Lahirnya sebuah karya
sastra (dalam hal ini adalah novel) tentunya tidak akan terlepas dari aspek
kejiwaan. Minderop (2013:1) mengemukakan masalah-masalah kejiwaan dalam karya
sastra yang dialami para tokoh dapat berupa konflik, kelainan perilaku, dan
bahkan kondisi psikologis yang lebih parah, sehingga mengakibatkan kesulitan
dan tragedi. Dari sinilah dapat disimpulkan bahwa dalam setiap novel,
tokoh-tokohnya akan mengalami atau mendapati beberapa masalah yang secara tidak
langsung akan mempengaruhi perilaku-perilaku yang didasari dari aspek kejiwaan
yang akan menghantarkan tiap-tiap bagian cerita ke cerita berikutnya.
Dalam penelitian kali
ini, penulis menitikberatkan pada karya sastra yang berbentuk prosa, yaitu cerpen
Belian yang terdapat pada kumpulan
cerpen Teluk Wengkay karya Korrie
Layun Rampan. Penulis sengaja memilih cerpen Belian sebagai objek yang akan dikaji karena cerpen Belian memiliki segi penceritaan yang
sangat menarik. Kelebihan dari novel ini terletak pada tema cerita yang
mengangkat tema mengenai perselisihan yang terjadi antara metode penyembuhan
masyarakat tradisional dengan masyarakat modern.

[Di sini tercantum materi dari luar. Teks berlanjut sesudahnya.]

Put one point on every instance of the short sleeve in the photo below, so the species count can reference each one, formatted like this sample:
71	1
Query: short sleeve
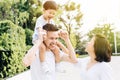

Bermula pada sosok seorang
sarjana dokter dari salah satu universitas di Surabaya yang berumur dua puluh
tujuh tahun. Di desa tempat tinggalnya, terdapat suatu ritual penyembuhan orang
sakit yang disebut dengan belian. Hal
ini tentunya bertentangan dengan ilmu kedokteran yang selama ini telah
dipelajarinya di universitas. Maka dari itu, terjadilah pergerakan darinya
untuk membuka pola pikir masyarakat desanya agar mulai meninggalkan ritual
tersebut dan mulai mempercayai metode penyembuhan dengan ilmu kedokteran yang
dapat diterima nalar. Dan jika dirunut, apa-apa yang dilakukan olehnya itu
berlandaskan atas permintaan ibunya.
Tujuan penelitian ini
secara umum ialah mendeskripsikan struktur yang terkandung dalam cerpen Belian dalam kumpulan cerpen Teluk Wengkay karya Korrie Layun Rampan.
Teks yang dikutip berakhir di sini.